Personally, I haven't committed myself to any one position on this issue, or
indeed even committed myself to an opinion on whether this is a fitting way to
look at how to improve the site or not. I defer to the site founder on all
issues of site governance. I have found HN largely to be a worthwhile website
for my 898 days as a registered user, and my interest is mostly to make sure
that the site founder and the members of his volunteer editor ("curator") team

<http://ycombinator.com/newsfaq.html>

continue to enjoy the site and find it useful for themselves. They are doing a
good job, and I want them to have incentive to keep up the good work.

When pg wrote his recent post "Ask HN: How to stave off decline of HN?"

<http://news.ycombinator.com/item?id=2403696>

He wrote, "The problem has several components: comments that are (a) mean
and/or (b) dumb that (c) get massively upvoted."

That's still the key issue. If some change of voting rules or comment karma
visibility brings about higher scores for good comments, and lower scores for
mean, dumb, or other bad comments, that is helpful to all readers of HN. Feel
free to review the site guidelines

<http://ycombinator.com/newsguidelines.html>

and the site welcome message

<http://ycombinator.com/newswelcome.html>

for guidance on what is desired here and thus guidance on how to vote.
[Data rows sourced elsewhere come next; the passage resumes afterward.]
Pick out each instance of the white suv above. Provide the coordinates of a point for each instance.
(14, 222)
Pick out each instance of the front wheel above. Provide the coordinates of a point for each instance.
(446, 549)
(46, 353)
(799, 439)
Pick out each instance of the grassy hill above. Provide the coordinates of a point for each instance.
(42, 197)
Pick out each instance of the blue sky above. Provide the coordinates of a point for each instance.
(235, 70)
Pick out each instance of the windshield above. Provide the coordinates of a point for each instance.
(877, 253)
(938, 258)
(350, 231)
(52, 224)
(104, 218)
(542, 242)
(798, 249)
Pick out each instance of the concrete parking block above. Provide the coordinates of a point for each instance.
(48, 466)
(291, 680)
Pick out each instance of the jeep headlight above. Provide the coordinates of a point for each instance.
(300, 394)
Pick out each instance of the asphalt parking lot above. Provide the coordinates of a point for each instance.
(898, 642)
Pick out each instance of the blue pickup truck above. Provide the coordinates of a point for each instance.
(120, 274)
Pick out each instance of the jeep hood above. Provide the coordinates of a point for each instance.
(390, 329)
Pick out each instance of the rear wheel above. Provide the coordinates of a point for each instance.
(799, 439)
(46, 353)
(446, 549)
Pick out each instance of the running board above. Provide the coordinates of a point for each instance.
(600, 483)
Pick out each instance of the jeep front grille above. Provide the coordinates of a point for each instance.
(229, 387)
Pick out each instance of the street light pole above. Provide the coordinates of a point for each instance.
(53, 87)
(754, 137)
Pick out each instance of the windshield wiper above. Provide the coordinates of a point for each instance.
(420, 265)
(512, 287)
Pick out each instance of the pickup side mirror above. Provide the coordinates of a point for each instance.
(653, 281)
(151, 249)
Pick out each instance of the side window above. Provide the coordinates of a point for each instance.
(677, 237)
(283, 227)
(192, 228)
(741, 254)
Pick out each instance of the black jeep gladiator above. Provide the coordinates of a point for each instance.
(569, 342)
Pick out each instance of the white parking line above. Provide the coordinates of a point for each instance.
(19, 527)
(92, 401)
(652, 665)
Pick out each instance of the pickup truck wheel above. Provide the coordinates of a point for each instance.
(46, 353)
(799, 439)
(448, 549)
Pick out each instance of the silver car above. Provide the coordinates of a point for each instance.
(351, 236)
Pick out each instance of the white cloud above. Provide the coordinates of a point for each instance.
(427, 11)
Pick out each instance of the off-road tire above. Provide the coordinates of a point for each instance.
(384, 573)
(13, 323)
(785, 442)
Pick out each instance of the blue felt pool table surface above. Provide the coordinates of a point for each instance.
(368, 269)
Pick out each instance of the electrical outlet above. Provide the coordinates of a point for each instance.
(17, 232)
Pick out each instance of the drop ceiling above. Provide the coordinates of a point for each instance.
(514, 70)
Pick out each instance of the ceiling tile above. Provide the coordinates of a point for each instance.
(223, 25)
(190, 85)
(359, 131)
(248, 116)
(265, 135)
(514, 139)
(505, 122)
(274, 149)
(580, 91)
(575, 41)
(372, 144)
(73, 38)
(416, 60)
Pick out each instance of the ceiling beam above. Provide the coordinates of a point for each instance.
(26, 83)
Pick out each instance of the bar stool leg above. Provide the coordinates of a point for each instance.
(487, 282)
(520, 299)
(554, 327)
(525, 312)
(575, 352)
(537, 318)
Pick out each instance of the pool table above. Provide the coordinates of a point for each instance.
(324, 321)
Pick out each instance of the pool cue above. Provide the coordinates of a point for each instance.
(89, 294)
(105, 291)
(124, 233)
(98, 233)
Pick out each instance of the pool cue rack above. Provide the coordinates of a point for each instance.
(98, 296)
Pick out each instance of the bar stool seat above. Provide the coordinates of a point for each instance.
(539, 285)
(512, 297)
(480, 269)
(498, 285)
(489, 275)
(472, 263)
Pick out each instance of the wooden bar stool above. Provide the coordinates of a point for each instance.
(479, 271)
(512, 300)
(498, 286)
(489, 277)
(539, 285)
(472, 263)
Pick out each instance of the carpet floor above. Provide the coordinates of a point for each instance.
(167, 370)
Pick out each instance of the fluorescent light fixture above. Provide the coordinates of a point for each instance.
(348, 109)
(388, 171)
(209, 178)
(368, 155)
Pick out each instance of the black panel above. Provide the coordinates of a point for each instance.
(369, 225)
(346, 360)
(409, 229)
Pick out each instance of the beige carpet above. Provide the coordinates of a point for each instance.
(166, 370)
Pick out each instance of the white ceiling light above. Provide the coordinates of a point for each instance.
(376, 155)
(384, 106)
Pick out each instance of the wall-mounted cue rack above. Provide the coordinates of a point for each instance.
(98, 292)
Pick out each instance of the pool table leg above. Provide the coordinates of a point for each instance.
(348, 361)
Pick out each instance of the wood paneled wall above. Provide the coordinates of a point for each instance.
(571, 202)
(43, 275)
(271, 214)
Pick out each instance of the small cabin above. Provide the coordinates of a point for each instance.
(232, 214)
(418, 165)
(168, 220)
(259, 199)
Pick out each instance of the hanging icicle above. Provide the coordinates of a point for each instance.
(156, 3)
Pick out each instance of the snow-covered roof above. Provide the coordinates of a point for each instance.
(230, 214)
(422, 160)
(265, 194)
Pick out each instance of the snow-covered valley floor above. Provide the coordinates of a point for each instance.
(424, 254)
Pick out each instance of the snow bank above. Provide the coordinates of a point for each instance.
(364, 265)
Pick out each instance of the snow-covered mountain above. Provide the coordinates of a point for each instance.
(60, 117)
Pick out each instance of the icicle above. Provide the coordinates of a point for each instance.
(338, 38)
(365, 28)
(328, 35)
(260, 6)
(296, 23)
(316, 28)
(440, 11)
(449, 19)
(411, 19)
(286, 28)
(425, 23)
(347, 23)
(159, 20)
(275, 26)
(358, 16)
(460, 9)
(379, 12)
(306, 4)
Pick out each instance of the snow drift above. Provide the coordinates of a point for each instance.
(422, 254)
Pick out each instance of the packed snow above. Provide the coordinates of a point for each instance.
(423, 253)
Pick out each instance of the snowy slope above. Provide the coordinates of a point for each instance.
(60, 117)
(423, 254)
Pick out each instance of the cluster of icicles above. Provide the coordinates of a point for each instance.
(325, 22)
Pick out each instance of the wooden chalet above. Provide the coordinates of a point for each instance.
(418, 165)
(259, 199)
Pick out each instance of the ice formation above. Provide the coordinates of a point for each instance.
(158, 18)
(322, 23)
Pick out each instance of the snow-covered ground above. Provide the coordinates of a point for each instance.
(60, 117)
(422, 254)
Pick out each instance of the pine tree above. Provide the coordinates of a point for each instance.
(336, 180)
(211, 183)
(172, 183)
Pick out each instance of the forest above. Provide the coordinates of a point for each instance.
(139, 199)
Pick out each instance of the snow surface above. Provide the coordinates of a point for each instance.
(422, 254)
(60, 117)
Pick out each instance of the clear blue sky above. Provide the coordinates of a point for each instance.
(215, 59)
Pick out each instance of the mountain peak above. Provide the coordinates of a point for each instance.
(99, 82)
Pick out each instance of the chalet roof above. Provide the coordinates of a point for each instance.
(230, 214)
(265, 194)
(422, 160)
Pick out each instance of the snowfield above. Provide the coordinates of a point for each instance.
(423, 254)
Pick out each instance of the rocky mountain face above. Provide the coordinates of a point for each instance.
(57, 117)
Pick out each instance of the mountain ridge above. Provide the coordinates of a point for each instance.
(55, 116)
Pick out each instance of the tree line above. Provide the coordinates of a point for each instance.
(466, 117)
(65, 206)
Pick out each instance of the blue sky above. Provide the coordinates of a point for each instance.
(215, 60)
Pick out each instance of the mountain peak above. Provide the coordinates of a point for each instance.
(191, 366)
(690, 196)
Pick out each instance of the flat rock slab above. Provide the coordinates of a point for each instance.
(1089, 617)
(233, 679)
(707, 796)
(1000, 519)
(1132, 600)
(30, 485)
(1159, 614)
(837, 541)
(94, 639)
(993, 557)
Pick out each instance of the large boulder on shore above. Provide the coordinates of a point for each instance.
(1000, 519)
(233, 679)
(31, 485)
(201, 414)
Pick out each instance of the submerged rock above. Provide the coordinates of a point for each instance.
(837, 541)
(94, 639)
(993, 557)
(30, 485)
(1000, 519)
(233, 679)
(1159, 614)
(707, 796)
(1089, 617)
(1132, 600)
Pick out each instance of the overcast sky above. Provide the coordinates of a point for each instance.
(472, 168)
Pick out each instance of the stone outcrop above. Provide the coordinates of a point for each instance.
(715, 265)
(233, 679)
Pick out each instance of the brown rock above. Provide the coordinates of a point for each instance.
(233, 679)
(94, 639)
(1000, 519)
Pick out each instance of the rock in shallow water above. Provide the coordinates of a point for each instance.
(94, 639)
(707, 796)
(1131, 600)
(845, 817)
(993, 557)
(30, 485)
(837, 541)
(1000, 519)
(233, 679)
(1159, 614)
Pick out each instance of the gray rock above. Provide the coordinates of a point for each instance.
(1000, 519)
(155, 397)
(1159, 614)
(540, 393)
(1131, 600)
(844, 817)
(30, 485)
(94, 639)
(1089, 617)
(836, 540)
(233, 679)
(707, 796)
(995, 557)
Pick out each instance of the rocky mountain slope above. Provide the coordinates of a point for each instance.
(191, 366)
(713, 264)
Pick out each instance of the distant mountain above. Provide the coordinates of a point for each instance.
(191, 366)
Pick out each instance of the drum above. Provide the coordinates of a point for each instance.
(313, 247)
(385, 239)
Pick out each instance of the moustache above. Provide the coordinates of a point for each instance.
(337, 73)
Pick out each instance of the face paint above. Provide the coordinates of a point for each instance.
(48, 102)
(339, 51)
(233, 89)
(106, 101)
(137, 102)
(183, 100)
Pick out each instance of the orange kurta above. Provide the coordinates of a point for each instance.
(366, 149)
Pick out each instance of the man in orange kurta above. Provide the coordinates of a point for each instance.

P.S. The last time there was a long thread discussing voting rules, some users
wondered out loud about whether or not registering a new account requires
reading the guidelines before voting. It does not, as I found out the other
day by using a university library terminal that doesn't have my cookies stored
to register a noob experiment account. A brand-new account has upvoting power
immediately, and has a link to the welcome page shown on the top navigation
bar, where it may be noticed (as I noticed it) or may not.